JCU is Honored to Welcome Acclaimed Novelist Jhumpa Lahiri

 left: President Pavoncello, George Minot, Jhumpa Lahiri, Carlos Dews

Left to right: President Pavoncello, George Minot, Jhumpa Lahiri, Carlos Dews

John Cabot University had the honor of welcoming author Jhumpa Lahiri, whose acclaimed novel The Namesake is the focus of this year’s Italy Reads program, JCU’s community-based English language reading and cultural exchange program. Ms. Lahiri delivered the Italy Reads 2013 keynote address on November 6th, 2013.

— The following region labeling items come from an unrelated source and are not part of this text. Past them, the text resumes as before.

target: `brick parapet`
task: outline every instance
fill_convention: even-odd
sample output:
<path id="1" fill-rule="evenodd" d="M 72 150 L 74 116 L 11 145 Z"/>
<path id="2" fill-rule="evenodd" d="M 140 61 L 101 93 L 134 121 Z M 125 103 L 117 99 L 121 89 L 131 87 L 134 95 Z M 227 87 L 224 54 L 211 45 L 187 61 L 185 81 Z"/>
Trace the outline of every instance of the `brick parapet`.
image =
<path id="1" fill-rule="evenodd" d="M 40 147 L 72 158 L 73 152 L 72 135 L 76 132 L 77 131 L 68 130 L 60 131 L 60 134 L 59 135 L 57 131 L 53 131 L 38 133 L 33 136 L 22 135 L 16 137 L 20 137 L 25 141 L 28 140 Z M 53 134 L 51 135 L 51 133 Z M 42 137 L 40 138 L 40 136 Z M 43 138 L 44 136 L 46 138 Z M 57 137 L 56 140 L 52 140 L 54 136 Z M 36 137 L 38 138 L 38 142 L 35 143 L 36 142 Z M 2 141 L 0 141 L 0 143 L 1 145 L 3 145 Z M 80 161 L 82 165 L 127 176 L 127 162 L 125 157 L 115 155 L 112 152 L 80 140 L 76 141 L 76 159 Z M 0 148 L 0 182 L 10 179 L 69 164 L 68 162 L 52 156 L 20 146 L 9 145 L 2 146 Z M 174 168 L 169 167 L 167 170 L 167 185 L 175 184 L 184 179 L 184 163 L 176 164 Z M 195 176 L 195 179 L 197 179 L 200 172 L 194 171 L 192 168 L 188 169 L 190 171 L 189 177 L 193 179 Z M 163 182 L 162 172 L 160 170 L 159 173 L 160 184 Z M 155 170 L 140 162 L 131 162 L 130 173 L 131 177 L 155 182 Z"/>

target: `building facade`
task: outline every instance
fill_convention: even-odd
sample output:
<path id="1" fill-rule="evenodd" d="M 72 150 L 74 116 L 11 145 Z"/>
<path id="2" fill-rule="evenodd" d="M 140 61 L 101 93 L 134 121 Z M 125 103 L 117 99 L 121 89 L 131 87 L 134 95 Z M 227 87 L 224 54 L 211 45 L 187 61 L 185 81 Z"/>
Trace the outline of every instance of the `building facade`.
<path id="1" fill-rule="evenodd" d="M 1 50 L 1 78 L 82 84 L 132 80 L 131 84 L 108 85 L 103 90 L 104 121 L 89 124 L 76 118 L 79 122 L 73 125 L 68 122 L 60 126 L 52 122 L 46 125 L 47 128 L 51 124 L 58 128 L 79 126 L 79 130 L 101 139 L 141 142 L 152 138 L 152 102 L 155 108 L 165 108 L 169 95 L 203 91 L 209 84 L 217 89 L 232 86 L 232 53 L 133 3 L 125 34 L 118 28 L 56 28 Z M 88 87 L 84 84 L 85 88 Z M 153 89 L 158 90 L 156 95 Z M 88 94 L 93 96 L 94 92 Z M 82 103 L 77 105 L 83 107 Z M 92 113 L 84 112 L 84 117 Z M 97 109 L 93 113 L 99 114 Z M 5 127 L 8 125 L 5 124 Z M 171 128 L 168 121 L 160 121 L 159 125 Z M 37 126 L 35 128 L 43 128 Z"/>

With the support of the US embassy in Rome, Italy Reads has focused on a number of classic American works since its foundation in 2009, including Harper Lee’s To Kill a Mockingbird, Thorton Wilder’s Our Town, Carson McCullers’ The Heart Is a Lonely Hunter, and F. Scott Fitzgerald’s The Great Gatsby.

Beginning her address in Italian, Lahiri described Italy Reads as “a beautiful link between Italian and American literature,” saying that the “rare and precious opportunity to read a book together creates a beautiful sense of community and dialogue.”

Lahiri read excerpts from The Namesake before discussing her book with Prof. George Minot and Prof. Carlos Dews.

Read the article in Wanted in Rome

Ms Lahiri received the Pulitzer Prize in 2000 for Interpreter of Maladies, her debut story collection that explores issues of love and identity among immigrants and cultural transplants. Her novel The Namesake expands on the perplexities of the immigrant experience and the search for identity.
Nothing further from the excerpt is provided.